Descriptieve (= beschrijvende) diagnose of syndroomdiagnose: het vaststellen
en onderscheiden van stoornissen zonder uitspraak te doen over de oorzaak ervan
(enkel beschrijven)
Betrouwbaarheid diagnostiek: werkwijze om een diagnose te bereiken, hangt af
van de gehanteerde classificatie en gebruikte diagnostische methode
Interbeoordelaarsbetrouwbaarheid: verschillende beoordeelaars komen
onafhankelijk van elkaar tot dezelfde diagnose
Test-hertestbetrouwbaarheid: bij een herbeoordeling komt men opnieuw tot
dezelfde diagnose
Validiteit: vraag naar bruikbaarheid van een classificatiesysteem – beoordeelt men
effectief wat men beweert te beoordelen
2.1 Classificatie van stoornissen
Classificatie: systematische ordening van verworven kennis
Hier: classificeren van stoornissen
Naamgeven en ordenen: nood aan gemeenschappelijke taal
- Communicatie vergemakkelijken.
- Erkende wetenschapstaal – wetenschappelijk onderzoek.
Middel (geen doel op zich) om kennis te verwerven over voorkomen, ontstaan,
ontwikkeling, beloop en behandeling van psychische stoornissen.
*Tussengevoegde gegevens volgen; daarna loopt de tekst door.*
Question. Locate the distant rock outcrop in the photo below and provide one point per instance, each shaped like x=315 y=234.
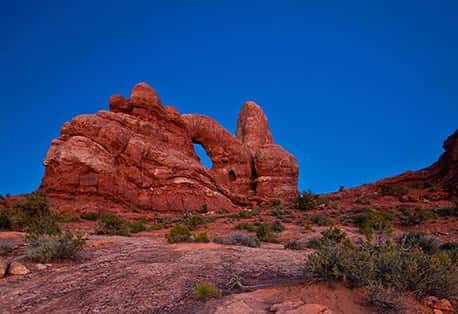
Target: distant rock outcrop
x=140 y=155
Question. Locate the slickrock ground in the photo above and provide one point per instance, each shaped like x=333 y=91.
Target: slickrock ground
x=142 y=275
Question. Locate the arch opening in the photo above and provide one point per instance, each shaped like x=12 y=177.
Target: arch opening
x=203 y=156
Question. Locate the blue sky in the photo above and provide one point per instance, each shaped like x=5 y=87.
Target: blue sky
x=356 y=90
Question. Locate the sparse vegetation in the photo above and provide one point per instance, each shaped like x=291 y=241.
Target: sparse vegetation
x=409 y=216
x=420 y=240
x=201 y=237
x=246 y=226
x=45 y=247
x=265 y=232
x=111 y=224
x=179 y=233
x=293 y=245
x=204 y=291
x=392 y=190
x=277 y=226
x=447 y=211
x=387 y=264
x=238 y=238
x=371 y=221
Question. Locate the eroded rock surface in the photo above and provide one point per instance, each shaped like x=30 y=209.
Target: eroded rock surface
x=144 y=275
x=140 y=155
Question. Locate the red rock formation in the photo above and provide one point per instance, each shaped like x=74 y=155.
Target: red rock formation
x=434 y=186
x=141 y=155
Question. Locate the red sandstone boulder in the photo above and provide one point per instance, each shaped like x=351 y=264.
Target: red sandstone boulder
x=141 y=155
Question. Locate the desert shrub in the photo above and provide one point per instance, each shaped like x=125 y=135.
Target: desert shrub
x=179 y=233
x=204 y=291
x=293 y=245
x=388 y=264
x=408 y=216
x=306 y=201
x=451 y=249
x=320 y=219
x=392 y=190
x=92 y=216
x=5 y=248
x=371 y=221
x=44 y=248
x=238 y=238
x=265 y=232
x=421 y=240
x=447 y=211
x=137 y=226
x=66 y=218
x=111 y=224
x=33 y=215
x=201 y=237
x=5 y=223
x=246 y=226
x=195 y=220
x=385 y=299
x=277 y=226
x=313 y=243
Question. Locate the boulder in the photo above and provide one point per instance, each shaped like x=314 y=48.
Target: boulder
x=17 y=269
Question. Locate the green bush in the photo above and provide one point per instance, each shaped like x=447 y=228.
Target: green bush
x=195 y=220
x=414 y=216
x=265 y=232
x=392 y=190
x=421 y=240
x=92 y=216
x=201 y=237
x=451 y=249
x=111 y=224
x=137 y=226
x=293 y=245
x=320 y=219
x=238 y=239
x=246 y=226
x=44 y=248
x=371 y=221
x=447 y=211
x=33 y=215
x=313 y=243
x=306 y=201
x=179 y=233
x=204 y=291
x=277 y=226
x=388 y=264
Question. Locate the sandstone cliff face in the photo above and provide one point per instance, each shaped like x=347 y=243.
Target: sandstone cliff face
x=140 y=155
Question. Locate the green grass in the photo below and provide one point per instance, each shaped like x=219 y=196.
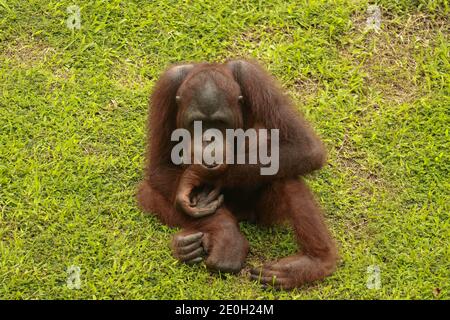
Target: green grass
x=72 y=118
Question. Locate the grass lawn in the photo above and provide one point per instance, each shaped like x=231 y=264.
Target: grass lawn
x=73 y=108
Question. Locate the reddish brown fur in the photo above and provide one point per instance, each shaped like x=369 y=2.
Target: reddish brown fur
x=248 y=195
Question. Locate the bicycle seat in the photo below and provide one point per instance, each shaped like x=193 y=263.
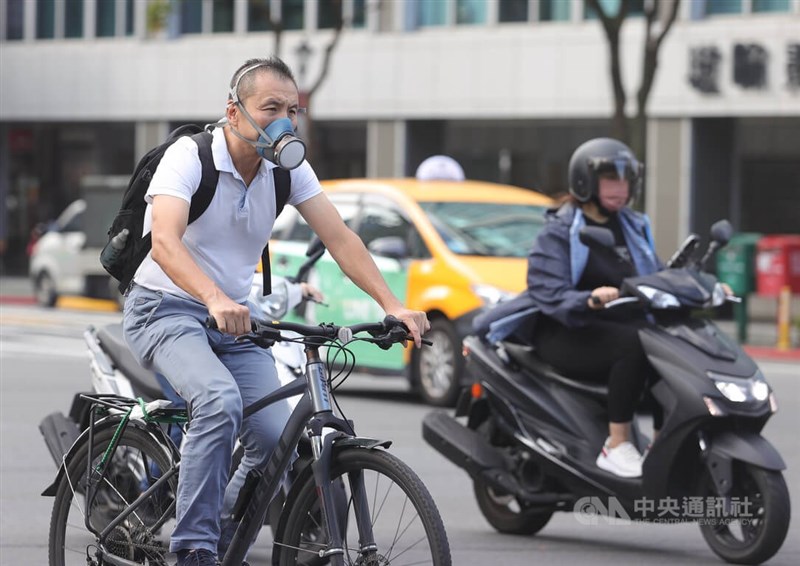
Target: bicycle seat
x=526 y=357
x=143 y=381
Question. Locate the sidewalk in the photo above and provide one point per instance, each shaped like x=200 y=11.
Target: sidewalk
x=762 y=331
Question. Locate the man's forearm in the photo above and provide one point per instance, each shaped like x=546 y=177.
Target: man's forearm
x=176 y=261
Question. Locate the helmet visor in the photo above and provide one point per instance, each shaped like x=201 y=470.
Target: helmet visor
x=623 y=167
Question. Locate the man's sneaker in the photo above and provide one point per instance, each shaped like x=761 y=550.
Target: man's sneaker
x=623 y=460
x=197 y=557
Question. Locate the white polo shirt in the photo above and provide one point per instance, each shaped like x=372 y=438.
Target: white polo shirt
x=227 y=239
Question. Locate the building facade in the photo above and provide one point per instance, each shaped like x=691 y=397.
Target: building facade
x=508 y=87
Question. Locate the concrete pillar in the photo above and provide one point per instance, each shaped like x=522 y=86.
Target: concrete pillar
x=386 y=148
x=148 y=136
x=668 y=168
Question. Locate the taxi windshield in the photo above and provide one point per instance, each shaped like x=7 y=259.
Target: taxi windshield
x=486 y=229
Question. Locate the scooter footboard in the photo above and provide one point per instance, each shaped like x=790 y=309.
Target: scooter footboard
x=459 y=444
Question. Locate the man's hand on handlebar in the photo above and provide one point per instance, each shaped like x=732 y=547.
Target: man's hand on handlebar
x=601 y=296
x=416 y=322
x=231 y=318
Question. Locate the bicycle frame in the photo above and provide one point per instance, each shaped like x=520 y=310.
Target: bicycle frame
x=312 y=414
Systeem niet hanteren als catalogus: waarmee men nagaat in welk vakje de
patiënt zou passen
Gebaseerd op medisch model.
Stoornissen worden geordend in syndromen.
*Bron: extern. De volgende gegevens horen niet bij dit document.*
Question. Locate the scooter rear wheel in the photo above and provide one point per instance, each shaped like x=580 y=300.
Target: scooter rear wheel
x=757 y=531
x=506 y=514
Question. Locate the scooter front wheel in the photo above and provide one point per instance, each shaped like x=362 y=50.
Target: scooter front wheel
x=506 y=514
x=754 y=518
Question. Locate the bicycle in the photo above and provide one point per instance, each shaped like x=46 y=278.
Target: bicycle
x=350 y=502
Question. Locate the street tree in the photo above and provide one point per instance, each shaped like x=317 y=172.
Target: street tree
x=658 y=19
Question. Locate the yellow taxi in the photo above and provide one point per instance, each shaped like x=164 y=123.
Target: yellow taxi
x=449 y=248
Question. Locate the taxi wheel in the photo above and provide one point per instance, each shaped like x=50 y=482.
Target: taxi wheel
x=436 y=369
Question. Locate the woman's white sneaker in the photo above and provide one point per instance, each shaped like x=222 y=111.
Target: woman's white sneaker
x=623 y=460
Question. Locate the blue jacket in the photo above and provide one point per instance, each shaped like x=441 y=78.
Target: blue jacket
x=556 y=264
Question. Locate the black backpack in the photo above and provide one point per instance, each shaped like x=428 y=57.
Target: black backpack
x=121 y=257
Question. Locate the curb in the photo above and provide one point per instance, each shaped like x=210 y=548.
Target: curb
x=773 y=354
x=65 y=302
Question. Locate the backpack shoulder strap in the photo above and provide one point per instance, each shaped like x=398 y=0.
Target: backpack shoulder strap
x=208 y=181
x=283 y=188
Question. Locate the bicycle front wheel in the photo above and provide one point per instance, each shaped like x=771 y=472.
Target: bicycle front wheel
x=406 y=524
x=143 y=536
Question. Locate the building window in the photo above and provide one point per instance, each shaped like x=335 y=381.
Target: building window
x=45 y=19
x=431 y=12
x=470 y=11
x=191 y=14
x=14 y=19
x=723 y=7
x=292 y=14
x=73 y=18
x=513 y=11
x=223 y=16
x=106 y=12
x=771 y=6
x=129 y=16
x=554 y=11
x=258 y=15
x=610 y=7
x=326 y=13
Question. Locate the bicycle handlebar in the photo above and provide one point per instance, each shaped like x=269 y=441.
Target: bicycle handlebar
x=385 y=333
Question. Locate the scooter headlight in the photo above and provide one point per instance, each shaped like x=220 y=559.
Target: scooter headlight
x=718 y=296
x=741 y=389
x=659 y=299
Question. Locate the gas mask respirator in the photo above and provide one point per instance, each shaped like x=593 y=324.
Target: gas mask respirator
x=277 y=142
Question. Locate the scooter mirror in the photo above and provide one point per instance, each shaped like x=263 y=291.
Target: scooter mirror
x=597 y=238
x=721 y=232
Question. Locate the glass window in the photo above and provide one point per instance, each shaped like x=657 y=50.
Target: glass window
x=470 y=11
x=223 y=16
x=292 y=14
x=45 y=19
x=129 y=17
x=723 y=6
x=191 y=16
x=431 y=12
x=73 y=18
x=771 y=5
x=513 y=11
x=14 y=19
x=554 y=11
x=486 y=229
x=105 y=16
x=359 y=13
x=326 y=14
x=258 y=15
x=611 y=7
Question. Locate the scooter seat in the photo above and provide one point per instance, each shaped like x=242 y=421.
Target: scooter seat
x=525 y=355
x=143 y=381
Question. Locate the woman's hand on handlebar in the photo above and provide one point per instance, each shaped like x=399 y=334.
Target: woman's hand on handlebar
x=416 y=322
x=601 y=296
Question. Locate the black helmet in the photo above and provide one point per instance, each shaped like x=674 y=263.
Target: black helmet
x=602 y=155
Syndroom: cluster/groep of samenhangend geheel van symptomen in puur
beschrijvende vorm
Symptoom: uiting, signaal, kenmerk van een syndroom
Hoofdsymptomen = kernsymptomen = basissymptomen = sleutelsymptomen:
verwijzen met grote waarschijnlijkheid naar een specifieke stoornis
Bijsymptomen = facultatieve symptomen: bijkomstig, maken het beeld van de
stoornis volledig, maar zijn niet bepalend voor de diagnose
vb. Anorexia nervosa
- Hoofdsymptoom: allesoverheersende wens om mager te zijn
- Bijsymptoom: uitblijven van menstruatie
! Eenzelfde symptoom kan voorkomen bij verschillende syndromen.
3
, DSM: Diagnostic and Statistical Manual of Mental Disorders
APA: American Psychiatric Association
Sinds maart 2022: DSM-5-TR (Tekst Revision)
ICD: International Classification of Diseases – ander classificatiesysteem
WHO: World Health Organisation
Sinds februari 2022: ICD-11
2.1.1 Classificatie van stoornissen: verschillende edities DSM
DSM-I (1952): gebaseerd op etiologische theorieën (etiologie = oorzakenleer)
Psychiatrische stoornissen zijn ofwel psychogeen* ofwel gevolg van de
verslechtering van de functie van het hersenweefsel
*Psychogeen: door de geest veroorzaakt
DSM-II (1968): enerzijds psychoanalytisch, anderzijds gebaseerd op psychobiologie
van Adolf Meyer
Geen ordening op basis van symptomen.
- Psychoanalyse: symptomen worden beschouwd als gevolgen van onderliggende
conflicten die optreden binnen een bepaalde psychische structuur + grote
nadruk op de context en ervaringen in de kindertijd
- Psychobiologie: psychiatrische stoornissen zijn reacties op gebeurtenissen in de
omgeving
1974: oprichting Task Force – volledige herwerking DSM-II naar DSM III
DSM-III (1980): vanaf dan radicale keuze voor atheoretisch model (louter
beschrijvend) + gebruik van 5 assenstelsel
DSM-III-R (1987)
DSM-IV (1994) en DSM-IV-TR (2000)
DSM 5 (2013) en DSM-5-TR (2022)
2.1.2 Classificatie van stoornissen: DSM-III t.e.m. DSM-IV-TR: beoordeling op 5
assen
DSM-III t.e.m. DSM-IV-TR: classificatiesysteem – ordent gegevens op 5 niveaus of
assen op basis van hoofdkenmerken
Meerassige beoordeling:
1. Klinische stoornissen – andere aandoeningen en problemen die een reden voor
zorg kunnen zijn
Gebaseerd op 2 fundamentele principes:
Spaarzaamheid: zoveel mogelijk streven naar 1 diagnose waarin alle
verschijnselen zijn onder te brengen
Rangorde: voorrang geven aan diagnose van hogere rangorde – hiërarchie
van belangrijkheid
2. Persoonlijkheidsstoornissen – verstandelijke beperking.
3. Somatische aandoeningen.
4. Psychosociale en omgevingsproblemen.